Lessons learnt from Facebook outage

– Some thoughts from our CTO Anurag Jain

Be it business or personal, social platforms are integral part of our lives. When the outage first started, my first reaction was to restart the app a few times, restart my router, and even check with few friends and colleague. After a bit of panic on how clients/friends will reach us, I relaxed for reasons mentioned in the end below.

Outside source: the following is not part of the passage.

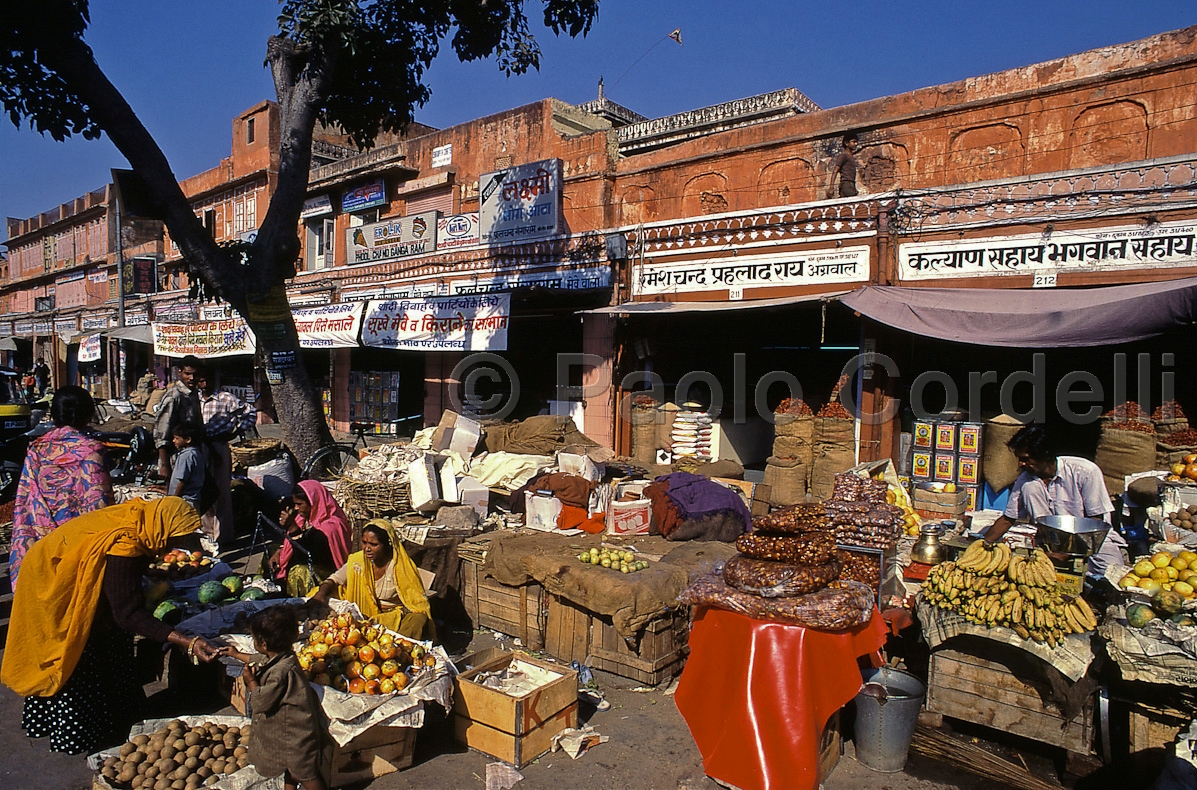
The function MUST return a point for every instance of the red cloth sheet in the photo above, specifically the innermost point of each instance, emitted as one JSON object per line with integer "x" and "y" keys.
{"x": 758, "y": 694}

There are important lessons to be learnt, and while this is not a complete list, a few top ones

  1. Many online services have social media logins, which would have been affected. The more dependencies there are the more the risk for failure of a service. Hence for critical services having direct access might be a better option even though it means you give away the comfort of easy login and have yet another username/password to remember.
  2. Have a plan for failure of services. This is called business continuity and is a very important security plan, one that will be of key importance for a business to know what are the failure points and what can be done to compensate it. If your hosting provider shuts down permanently suddenly, do you have remote backups? If customers face problem to login, can they still make use of the service via alternative means?
  3. One of the problems that Facebook faced, was how tightly integrated its services were, so much so, that this outage caused the key people who could fix the issue be locked out. Things will go wrong, how fast can you restore it is important. Hence segment your infrastructure so that disasters don’t spread across your entire business.
  4. When you make a change or upgrade, especially ones that are not pure aesthetic but play a critical role in functionality and operations, ensure you have planned, tested, executed, and monitored it well.
  5. Roll-back plan is equally important. Your changes might not function, or in some cases may not even be liked, a fast roll-back to the previous state is critical.
  6. Its easy to give insight on these incidents after they have happened and what should have been done. But these insights are important for one to gain experience, and fix and prepare for a similar issue next time. Prepare an incident report for every medium to critical issue.
  7. And the most important of it all. Relax, things do go wrong, and one should accept it. If major giants like Facebook, Google can have critical problems, sure your business/personal side can take a hit once in a blue moon. “Mistakes happen when you are trying to do something”. It means you are progressing, 10 steps forward with 1 step back, it’s still moving forward. During the time of crisis a cool mind will work wonders.

In short.

  1. Reduce dependencies.
  2. Have a business continuity plan.
  3. Segment your infrastructure.
  4. Plan/test/execute/monitor.
  5. Roll-back option.
  6. Prepare incident reports.
  7. Relax. Not the end of the world.